Gerüchte innerhalb einer Klinik minimieren
Entscheidend ist auch ein ausgeklügeltes Kommunikationskonzept: Wie geht man mit der Öffentlichkeit um? Wer betreut Angehörige? Auch innerhalb der Krankenhäuser dürften keine Gerüchte aufkommen, sagt Buhr: "Was meinen Sie, was passiert, wenn kolportiert wird, dass die Opfer verstrahlt oder mit einer ansteckenden Krankheit infiziert sind?"
Je routinierter Ärzte und Pfleger mit diesen Informationen umgehen, desto besser können sie im Ernstfall reagieren, betont Buhr. In der Verantwortung, das Personal schulen zu lassen, sieht er die Krankenhäuser. Sie müssten das Prozedere auch regelmäßig üben.
Das richtige Timing sei der Schlüssel zu einem gelungenen Krisenmanagement gewesen, schrieb der Generaldirektor des APHP Martin Hirsch nach den Anschlägen in der Zeitschrift "The Lancet". In Paris agierten alle Beteiligten schnell, arbeiteten Hand in Hand. Sie hatten es trainiert, allein drei Mal in den beiden Jahren vor den Anschlägen, zuletzt wenige Stunden, bevor die ersten Schüsse fielen.
Probealarm in Berlin für großen Unfall
Auch in Deutschland sind solche Übungen vorgesehen. In Berlin gab es erst vor knapp zwei Wochen einen Probealarm mit 500 Verletzten, sagt Angela Kijewski, Pressesprecherin des Unfallkrankenhauses Berlin. Dort fühlt man sich gut vorbereitet auf einen Fall, von dem man natürlich hofft, dass er nie eintritt. Jörg Beneker, Leiter der Rettungsstelle, hat das Berliner Notfallkonzept mitentwickelt. Man trainiert allerdings nicht speziell für einen Terroranschlag, sagt er. Stattdessen habe jede Übung einen anderen Schwerpunkt: die Kommunikation zwischen Feuerwehr, Polizei und Krankenhäusern etwa oder die Zusammenarbeit zwischen Berlin und Brandenburg.
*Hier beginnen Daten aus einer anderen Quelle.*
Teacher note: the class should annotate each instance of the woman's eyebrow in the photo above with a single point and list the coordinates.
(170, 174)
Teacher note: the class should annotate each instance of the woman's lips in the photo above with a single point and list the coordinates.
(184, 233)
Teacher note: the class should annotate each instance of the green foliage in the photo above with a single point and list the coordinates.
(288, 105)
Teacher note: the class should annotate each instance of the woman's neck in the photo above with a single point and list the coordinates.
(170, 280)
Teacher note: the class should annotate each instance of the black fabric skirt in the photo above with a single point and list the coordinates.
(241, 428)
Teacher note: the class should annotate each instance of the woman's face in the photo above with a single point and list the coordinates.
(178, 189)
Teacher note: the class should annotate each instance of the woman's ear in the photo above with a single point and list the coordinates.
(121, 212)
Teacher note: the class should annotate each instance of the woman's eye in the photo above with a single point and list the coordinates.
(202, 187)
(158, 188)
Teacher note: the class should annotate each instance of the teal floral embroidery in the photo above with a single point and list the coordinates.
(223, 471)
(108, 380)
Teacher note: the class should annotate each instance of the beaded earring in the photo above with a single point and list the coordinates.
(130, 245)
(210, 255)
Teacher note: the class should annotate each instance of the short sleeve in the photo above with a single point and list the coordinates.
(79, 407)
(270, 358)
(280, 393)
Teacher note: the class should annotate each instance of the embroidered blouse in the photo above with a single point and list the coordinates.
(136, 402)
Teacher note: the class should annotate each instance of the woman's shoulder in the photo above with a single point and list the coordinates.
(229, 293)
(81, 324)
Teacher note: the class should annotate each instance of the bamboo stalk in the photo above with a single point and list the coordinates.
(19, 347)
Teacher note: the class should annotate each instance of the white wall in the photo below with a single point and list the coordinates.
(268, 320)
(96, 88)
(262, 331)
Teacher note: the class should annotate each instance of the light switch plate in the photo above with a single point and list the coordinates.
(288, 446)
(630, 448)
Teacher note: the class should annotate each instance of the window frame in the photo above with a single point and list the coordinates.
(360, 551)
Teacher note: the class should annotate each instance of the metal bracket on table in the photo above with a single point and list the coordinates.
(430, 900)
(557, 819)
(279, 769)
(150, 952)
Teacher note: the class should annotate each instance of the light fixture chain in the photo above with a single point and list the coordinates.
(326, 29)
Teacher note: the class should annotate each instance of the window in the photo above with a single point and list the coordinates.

Angela Kijewski erinnert sich an mehrere Übungen in den vergangenen drei Jahren. "Die Telefonanlage ruft dann automatisch bei allen Mitarbeitern an, damit sie sofort ins Krankenhaus kommen."
Auf die Art der Verletzungen seien die Chirurgen am Unfallkrankenhaus gut vorbereitet. Es ist eine der ersten Adressen, wenn es in der Hauptstadt einen schweren Autounfall gab, wenn jemand angeschossen wurde oder aus einem Fenster gefallen ist.
Wer wird als erster gerettet, wer nicht?
Eine größere Herausforderung sei das sogenannte Triage-System, sagt Gerrit Matthes, Oberarzt der Klinik für Unfallchirurgie. Bei einer großen Anzahl Verletzter muss einer entscheiden, wer zuerst behandelt wird. Für Ärzte ist das eine besondere Belastung, schließlich wollen sie am liebsten alle retten, die in die Klinik kommen.
Was in Großstädten bereits gut laufe, müsse auch in kleineren Krankenhäusern zur Selbstverständlichkeit werden, sagt Heinz-Johannes Buhr. Auch wenn er sich – so wie alle anderen – wünscht, dass das Wissen nie zur Anwendung kommt.